The logs then reveal that this is a proxy issue:

$ kubectl logs hub-5fb54c5f7-rrvvn
Loading /usr/local/etc/jupyterhub/secret/values.yaml
No config at /usr/local/etc/jupyterhub/existing-secret/values.yaml
Loading /usr/local/etc/jupyterhub/jupyterhub_config.d config: foo_jupyterhub_config.py
[I 2023-11-14 18:49:53.066 JupyterHub app:2859] Running JupyterHub version 4.0.2
[I 2023-11-14 18:49:53.066 JupyterHub app:2889] Using Authenticator: oauthenticator.google.GoogleOAuthenticator-16.1.1
[I 2023-11-14 18:49:53.066 JupyterHub app:2889] Using Spawner: builtins.FooSpawner
[I 2023-11-14 18:49:53.066 JupyterHub app:2889] Using Proxy: jupyterhub.proxy.ConfigurableHTTPProxy-4.0.2
[I 2023-11-14 18:49:53.259 JupyterHub app:1984] Not using allowed_users. Any authenticated user will be allowed.
[I 2023-11-14 18:49:53.370 JupyterHub provider:661] Updating oauth client service-announcement
[I 2023-11-14 18:49:53.412 JupyterHub provider:661] Updating oauth client service-gallery
[W 2023-11-14 18:49:53.506 JupyterHub app:2726] Allowing service announcement to complete OAuth without confirmation on an authorization web page
[W 2023-11-14 18:49:53.506 JupyterHub app:2726] Allowing service gallery to complete OAuth without confirmation on an authorization web page
[I 2023-11-14 18:49:53.521 JupyterHub app:2928] Initialized 0 spawners in 0.011 seconds
[I 2023-11-14 18:49:53.536 JupyterHub metrics:278] Found 0 active users in the last ActiveUserPeriods.twenty_four_hours
[I 2023-11-14 18:49:53.537 JupyterHub metrics:278] Found 0 active users in the last ActiveUserPeriods.seven_days
[I 2023-11-14 18:49:53.539 JupyterHub metrics:278] Found 0 active users in the last ActiveUserPeriods.thirty_days
[I 2023-11-14 18:49:53.539 JupyterHub app:3142] Not starting proxy
[E 2023-11-14 18:49:53.541 JupyterHub proxy:906] api_request to proxy failed: HTTP 403: Forbidden
[E 2023-11-14 18:49:53.541 JupyterHub app:3382]
    Traceback (most recent call last):
      File "/usr/local/lib/python3.9/site-packages/jupyterhub/app.py", line 3380, in launch_instance_async
        await self.start()
      File "/usr/local/lib/python3.9/site-packages/jupyterhub/app.py", line 3146, in start
        await self.proxy.get_all_routes()
      File "/usr/local/lib/python3.9/site-packages/jupyterhub/proxy.py", line 946, in get_all_routes
        resp = await self.api_request('', client=client)
      File "/usr/local/lib/python3.9/site-packages/jupyterhub/proxy.py", line 910, in api_request
        result = await exponential_backoff(
      File "/usr/local/lib/python3.9/site-packages/jupyterhub/utils.py", line 221, in exponential_backoff
        ret = await maybe_future(pass_func(*args, **kwargs))
      File "/usr/local/lib/python3.9/site-packages/jupyterhub/proxy.py", line 893, in _wait_for_api_request
        return await client.fetch(req)
    tornado.httpclient.HTTPClientError: HTTP 403: Forbidden

Will update with the environment variable and see if the situation improves.

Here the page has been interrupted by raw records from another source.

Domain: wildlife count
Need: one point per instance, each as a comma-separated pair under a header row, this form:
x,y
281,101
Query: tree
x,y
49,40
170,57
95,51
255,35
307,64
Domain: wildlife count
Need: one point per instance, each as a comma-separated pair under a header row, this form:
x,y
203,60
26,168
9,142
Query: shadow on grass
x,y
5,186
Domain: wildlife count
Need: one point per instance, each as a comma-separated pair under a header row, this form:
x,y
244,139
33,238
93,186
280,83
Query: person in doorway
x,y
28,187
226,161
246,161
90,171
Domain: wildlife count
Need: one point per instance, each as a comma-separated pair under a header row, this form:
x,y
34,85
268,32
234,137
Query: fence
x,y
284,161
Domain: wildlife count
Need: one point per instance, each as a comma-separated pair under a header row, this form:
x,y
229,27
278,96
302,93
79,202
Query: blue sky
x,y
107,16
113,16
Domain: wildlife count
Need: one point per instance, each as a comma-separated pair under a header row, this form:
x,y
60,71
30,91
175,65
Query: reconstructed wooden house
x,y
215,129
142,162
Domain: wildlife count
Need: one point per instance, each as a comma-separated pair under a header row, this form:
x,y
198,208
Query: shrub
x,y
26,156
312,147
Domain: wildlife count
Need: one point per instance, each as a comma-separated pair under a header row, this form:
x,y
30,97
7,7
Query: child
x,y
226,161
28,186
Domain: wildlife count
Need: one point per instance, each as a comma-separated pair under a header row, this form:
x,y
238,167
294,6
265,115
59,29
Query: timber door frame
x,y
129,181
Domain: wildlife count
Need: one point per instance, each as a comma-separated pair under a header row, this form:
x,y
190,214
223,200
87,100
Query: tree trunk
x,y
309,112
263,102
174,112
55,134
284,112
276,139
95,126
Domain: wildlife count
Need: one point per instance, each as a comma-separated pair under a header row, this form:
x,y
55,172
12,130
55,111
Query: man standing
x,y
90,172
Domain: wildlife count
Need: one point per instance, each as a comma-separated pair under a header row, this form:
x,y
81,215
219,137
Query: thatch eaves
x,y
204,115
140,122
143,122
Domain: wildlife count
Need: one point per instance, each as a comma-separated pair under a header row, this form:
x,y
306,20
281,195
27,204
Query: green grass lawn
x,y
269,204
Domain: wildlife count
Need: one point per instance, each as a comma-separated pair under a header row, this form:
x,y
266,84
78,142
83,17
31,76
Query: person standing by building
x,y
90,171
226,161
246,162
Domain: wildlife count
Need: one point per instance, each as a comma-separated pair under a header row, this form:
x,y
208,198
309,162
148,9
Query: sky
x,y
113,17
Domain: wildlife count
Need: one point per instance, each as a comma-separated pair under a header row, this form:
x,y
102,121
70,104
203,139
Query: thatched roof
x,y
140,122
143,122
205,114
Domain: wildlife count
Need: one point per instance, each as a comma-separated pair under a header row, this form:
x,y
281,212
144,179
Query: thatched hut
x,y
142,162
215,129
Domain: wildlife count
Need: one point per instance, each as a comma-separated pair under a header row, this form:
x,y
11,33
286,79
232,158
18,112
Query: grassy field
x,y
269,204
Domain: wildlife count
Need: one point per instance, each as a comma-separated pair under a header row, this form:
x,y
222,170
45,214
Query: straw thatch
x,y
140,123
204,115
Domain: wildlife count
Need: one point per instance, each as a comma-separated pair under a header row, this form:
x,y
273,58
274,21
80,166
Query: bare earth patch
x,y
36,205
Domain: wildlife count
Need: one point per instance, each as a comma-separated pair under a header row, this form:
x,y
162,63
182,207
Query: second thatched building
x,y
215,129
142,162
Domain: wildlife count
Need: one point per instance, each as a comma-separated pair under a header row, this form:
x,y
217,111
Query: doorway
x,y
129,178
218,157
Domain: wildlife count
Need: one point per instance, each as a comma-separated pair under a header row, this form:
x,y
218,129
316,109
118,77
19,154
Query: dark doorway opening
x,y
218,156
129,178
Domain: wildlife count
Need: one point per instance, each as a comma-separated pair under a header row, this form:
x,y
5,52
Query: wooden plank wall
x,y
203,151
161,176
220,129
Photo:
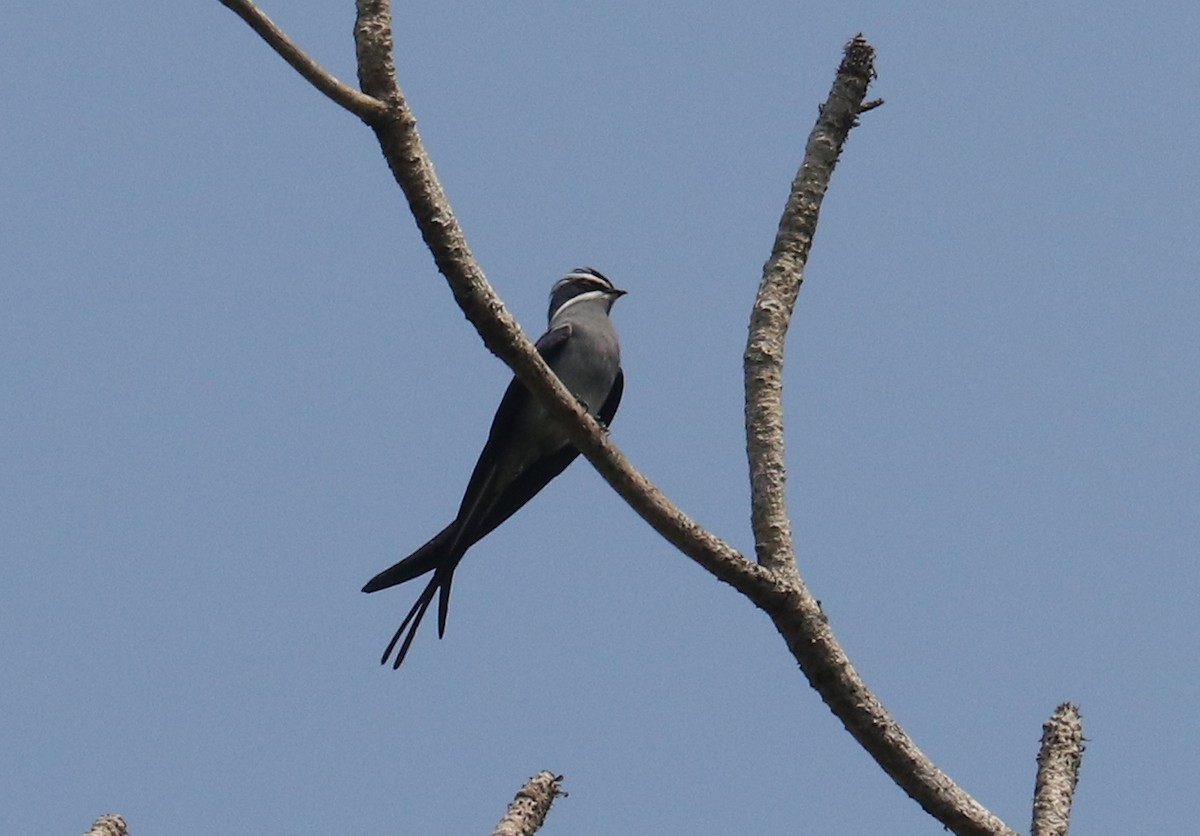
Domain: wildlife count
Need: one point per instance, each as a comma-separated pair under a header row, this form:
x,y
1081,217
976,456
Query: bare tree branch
x,y
414,173
795,612
1059,762
364,107
109,824
528,810
781,278
774,583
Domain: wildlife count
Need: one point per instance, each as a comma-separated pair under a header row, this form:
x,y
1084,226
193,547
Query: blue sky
x,y
233,388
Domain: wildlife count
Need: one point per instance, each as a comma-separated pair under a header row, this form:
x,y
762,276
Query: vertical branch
x,y
781,277
1059,761
109,824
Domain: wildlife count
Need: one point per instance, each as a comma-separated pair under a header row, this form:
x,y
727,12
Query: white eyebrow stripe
x,y
588,295
581,278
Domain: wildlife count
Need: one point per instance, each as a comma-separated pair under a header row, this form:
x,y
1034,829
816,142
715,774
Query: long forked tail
x,y
425,559
442,577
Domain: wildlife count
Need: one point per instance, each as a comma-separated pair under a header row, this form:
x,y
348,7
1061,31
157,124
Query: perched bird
x,y
525,449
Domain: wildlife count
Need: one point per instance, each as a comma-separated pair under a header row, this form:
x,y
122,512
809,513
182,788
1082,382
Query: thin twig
x,y
361,106
1059,761
528,810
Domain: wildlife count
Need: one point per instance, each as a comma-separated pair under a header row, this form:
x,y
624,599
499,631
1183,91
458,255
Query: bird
x,y
525,447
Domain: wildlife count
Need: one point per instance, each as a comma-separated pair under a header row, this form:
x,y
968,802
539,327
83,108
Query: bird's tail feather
x,y
423,560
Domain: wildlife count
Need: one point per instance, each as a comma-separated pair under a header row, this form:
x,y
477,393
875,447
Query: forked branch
x,y
773,583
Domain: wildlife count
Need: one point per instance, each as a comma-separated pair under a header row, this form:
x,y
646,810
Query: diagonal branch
x,y
414,173
773,584
527,812
364,107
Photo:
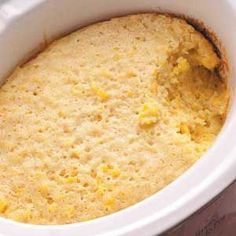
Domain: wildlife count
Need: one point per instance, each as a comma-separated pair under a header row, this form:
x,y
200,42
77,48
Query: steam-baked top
x,y
105,117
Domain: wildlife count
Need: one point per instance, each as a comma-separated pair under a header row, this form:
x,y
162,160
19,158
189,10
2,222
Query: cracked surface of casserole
x,y
105,117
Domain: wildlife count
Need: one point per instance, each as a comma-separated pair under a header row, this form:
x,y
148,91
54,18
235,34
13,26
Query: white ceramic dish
x,y
25,24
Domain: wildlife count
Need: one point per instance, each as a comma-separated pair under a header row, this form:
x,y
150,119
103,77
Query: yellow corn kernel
x,y
69,210
132,52
106,74
3,205
75,153
68,142
154,87
149,114
117,57
75,90
52,207
130,93
115,173
130,74
100,93
62,114
155,73
24,216
101,190
105,168
71,179
184,129
110,201
181,67
43,189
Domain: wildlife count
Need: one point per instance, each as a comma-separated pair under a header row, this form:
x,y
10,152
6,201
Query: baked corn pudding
x,y
106,117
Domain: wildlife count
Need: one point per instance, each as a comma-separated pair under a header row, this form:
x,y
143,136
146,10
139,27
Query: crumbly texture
x,y
105,117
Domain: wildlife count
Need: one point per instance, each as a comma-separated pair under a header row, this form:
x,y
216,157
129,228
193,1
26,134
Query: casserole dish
x,y
25,26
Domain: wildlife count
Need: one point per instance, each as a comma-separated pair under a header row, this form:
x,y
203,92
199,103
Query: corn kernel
x,y
184,129
43,189
101,93
101,190
75,91
105,168
155,73
149,114
110,201
130,93
106,74
71,179
154,87
75,153
181,67
68,142
117,57
130,74
115,173
3,205
52,207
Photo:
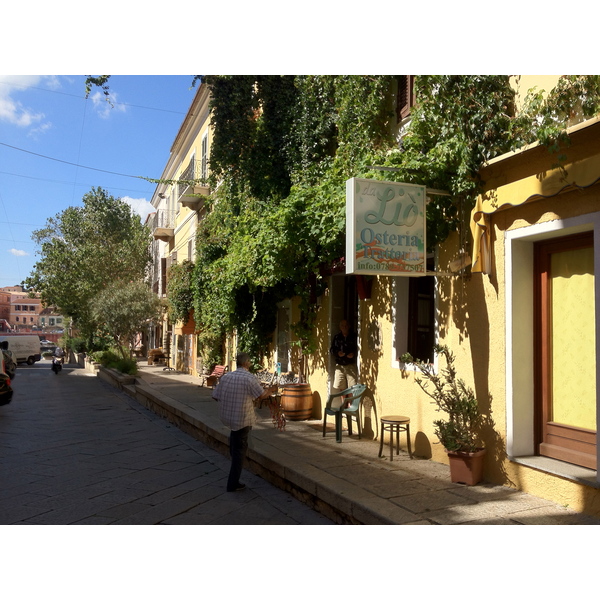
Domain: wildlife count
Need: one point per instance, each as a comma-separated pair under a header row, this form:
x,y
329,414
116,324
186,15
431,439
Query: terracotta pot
x,y
466,467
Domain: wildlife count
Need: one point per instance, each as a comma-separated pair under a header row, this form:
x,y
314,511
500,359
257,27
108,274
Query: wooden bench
x,y
217,373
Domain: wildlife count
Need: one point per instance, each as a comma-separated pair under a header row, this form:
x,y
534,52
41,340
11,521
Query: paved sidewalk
x,y
74,450
346,482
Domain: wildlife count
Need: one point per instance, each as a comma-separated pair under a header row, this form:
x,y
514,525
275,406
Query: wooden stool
x,y
395,424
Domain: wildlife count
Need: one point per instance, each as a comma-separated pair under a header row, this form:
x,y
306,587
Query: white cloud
x,y
140,206
11,110
103,107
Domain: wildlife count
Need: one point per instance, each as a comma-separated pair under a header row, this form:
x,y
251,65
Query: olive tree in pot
x,y
459,432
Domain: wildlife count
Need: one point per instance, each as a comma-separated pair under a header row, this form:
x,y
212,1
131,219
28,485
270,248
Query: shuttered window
x,y
406,97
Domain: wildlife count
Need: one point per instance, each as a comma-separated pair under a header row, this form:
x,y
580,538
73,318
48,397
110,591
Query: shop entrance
x,y
565,358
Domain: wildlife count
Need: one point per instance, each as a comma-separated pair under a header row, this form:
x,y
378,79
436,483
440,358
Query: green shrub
x,y
111,360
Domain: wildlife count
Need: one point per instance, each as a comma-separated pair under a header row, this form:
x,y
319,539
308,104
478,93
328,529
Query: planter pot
x,y
297,401
466,467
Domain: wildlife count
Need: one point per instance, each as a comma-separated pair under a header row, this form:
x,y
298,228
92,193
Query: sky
x,y
55,145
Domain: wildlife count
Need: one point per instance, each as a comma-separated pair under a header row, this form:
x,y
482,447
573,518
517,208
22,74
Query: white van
x,y
26,348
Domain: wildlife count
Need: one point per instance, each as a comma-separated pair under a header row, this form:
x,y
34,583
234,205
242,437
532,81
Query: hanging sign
x,y
385,228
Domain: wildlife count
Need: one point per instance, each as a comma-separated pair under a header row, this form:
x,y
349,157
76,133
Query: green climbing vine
x,y
282,149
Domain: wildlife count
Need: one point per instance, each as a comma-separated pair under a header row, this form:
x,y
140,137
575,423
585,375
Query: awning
x,y
577,175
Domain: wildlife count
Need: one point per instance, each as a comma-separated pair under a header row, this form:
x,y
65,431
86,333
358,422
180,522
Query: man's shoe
x,y
238,488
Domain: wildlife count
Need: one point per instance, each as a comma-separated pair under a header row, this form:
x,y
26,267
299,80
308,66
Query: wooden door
x,y
565,373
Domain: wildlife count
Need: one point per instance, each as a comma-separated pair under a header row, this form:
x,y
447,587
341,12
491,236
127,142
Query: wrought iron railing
x,y
163,219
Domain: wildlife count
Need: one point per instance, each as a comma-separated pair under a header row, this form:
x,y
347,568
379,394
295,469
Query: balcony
x,y
192,189
162,225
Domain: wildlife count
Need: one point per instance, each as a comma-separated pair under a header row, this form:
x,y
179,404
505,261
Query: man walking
x,y
236,393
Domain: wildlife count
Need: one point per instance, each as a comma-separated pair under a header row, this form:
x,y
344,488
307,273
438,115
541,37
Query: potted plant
x,y
459,432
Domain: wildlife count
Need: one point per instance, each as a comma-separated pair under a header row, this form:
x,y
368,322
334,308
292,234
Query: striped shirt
x,y
236,393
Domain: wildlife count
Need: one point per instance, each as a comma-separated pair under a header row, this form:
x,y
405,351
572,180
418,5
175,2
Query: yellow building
x,y
519,314
179,204
521,320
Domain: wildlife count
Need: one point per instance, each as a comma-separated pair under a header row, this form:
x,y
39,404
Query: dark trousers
x,y
238,445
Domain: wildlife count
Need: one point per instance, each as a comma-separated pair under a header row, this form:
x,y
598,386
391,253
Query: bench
x,y
213,378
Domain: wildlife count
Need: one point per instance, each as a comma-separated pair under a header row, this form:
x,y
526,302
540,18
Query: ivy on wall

Forgot to add, the 403 errors are resolved once the proxy pod is deleted.

That definitely sounds like the proxy token is being changed (e.g. on a helm deploy if the persistent generated value logic doesn’t work).

I would expect setting proxy.secretToken explicitly to fix this.

How are you deploying upgrades? Is it a straightforward helm upgrade?

We’re deploying via the helm chart with ArgoCD.

proxy.secretToken is the same as configuring CONFIGPROXY_AUTH_TOKEN, correct?

I think it’s a known issue that helm state-retrieval doesn’t work with ArgoCD, so values will get regenerated over and over again, so you have to set the value explicitly.

Yes, setting proxy.secretToken is what ultimately sets CONFIGPROXY_AUTH_TOKEN. That’s just where the helm chart gets the value, so that’s where you should put it.